I guess I'll picking up more fish on Saturday. Now I need to decide whether to get mackeral again (a known favourite) or try something else.


----------



## Jo Ellen (Feb 25, 2007)

I'll be sure to let Daisy know how much she's contributed to the quality of Ranger's dining experience  My sweet girl, she does leave a legacy in her path, doesn't she :heartbeat


----------



## paula bedard (Feb 5, 2008)

Don't know how I missed this thread. 

Sam used to eat minnows right off of our local beaches. He was pretty good at catching them.
I never bought larger fish, we always caught ours. I've given bluefish, rockfish, spot, croaker, and others I'm sure I'm forgetting. Not whole though, or frozen, just cut up fresh pieces. We don't fish as much as we used to so Ike isn't getting the fish that Sam used to get. 

I would think they prefer mackerel because it's so oily, which they seem to like better than less oily fish. Tilapia is a white fish isn't it? My father loves it and swears it's as good as flounder. I'd guess it's fine for dogs, raw or cooked.
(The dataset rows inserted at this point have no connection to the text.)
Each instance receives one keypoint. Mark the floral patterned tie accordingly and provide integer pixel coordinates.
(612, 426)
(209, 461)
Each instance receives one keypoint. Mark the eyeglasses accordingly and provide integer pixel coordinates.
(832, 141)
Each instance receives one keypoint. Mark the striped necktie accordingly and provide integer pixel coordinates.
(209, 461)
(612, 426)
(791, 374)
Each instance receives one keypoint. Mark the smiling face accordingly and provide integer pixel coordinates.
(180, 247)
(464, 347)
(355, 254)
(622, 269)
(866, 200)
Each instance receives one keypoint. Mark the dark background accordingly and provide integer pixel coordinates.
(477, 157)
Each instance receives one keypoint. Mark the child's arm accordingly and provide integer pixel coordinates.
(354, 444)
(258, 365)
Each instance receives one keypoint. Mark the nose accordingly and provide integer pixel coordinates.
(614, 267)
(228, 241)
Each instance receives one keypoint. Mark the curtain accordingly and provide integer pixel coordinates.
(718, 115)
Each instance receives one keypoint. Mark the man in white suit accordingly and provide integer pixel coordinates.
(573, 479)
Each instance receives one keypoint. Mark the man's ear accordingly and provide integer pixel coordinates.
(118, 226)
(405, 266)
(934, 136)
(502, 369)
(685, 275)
*I just googled and found 2 opposing answers. A definite NO and a definite YES. ? Each posted answer did say that cooked is safe.


----------



## Ranger (Nov 11, 2009)

Being in a landlocked province, I have no idea about fish. I know next to nothing about them. Didn't know that some fish have harder bones than others, didn't know mackeral was oily (though that would certainly explain Ranger's love for it) and that some fish aren't...this is why I love this forum! So many different experiences contributing to the well-being of others. Ranger gives BIG tail wags to Daisy!!


----------



## Ranger (Nov 11, 2009)

Bumping this up for a funny fish story:

I gave Ranger two more mackeral fish for supper tonight. He's been eating the heads first for every fish I'd given him - all six. Tonight, the fish froze together head to tail and I couldn't seperate them with my hands (and I don't use knives anymore :uhoh so I just tossed them to him. He couldn't figure out where to start!! Everytime he picked up the head, he saw the tail of the other one, and would drop it. Then try to pick it up again, then drop it. It went on for about 10 minutes while I stared at him, wondering how he was going to figure it out. Being the problem-solver that he is, he eventually licked the fish until they split apart and then picked up each one seperately and ate the head first. 
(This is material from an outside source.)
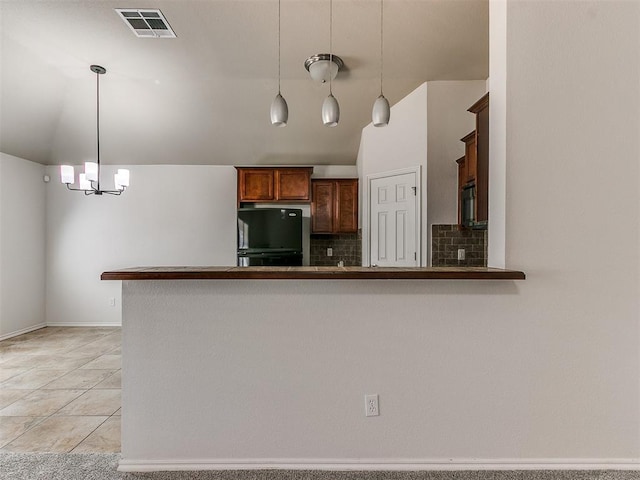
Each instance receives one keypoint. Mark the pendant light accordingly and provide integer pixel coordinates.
(279, 108)
(89, 181)
(330, 107)
(381, 111)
That was 5 hours ago and now he's farting fish farts. I'm assuming he usually does and I just never noticed before since he'd get fish for breakfast then I'd go to work. He probably tooted in peace and quiet before...and now he's doing it on the couch next to me and, I'm sure, will do when he's on my bed later. I'll make sure he's pointing his nose towards the pillows tonight. I'd rather fishy breath than fishy out of the other end!


----------



## Jo Ellen (Feb 25, 2007)

That is funny! I think it's very interesting this head first thing ... maybe it's very logical ... it's the biggest, crunchiest, gooyest part 

gooyest? LOL I have no idea how to spell that!


----------



## Ranger (Nov 11, 2009)

We're out of mackeral so I'll have to pick up more fish on Saturday. I'm going to go over the list of "soft-boned fish" you gave so I know what to pick up. Maybe I'll get some BIG mackeral. I still love watching the video of Daisy chomping down on hers!


----------



## lgnutah (Feb 26, 2007)

I was wondering about fish, now that I am making the foray into raw feeding. I was looking in my freezer and saw a huge fish head from a whole fish I bought some time back. I was going to use the head and make a fish stock.
I suppose it is too much bone and not enough meat for me to give it to Brooks?


----------



## coppers-mom (Jan 9, 2009)

Copper gets fish whenever I get off my lazy behind and go catch him some. He definitely eats head first.

Since we are not talking about a champion fisher here, there has been no worry about the fish being too big for Copper.
In fact, most of my "prize catches" probably look a little like bait. Good thing copper loves me unconditionally.

Ignutah - I don't know about the fish head since I only have experience with little fish. I'd think it might not be good for Brooks.
Maybe we'll take Brooks to Eastatoe creek (2 miles from my house) and I can catch him some bait size ones.


----------



## lgnutah (Feb 26, 2007)

I'll take you up on that and save my fish head for stock.


----------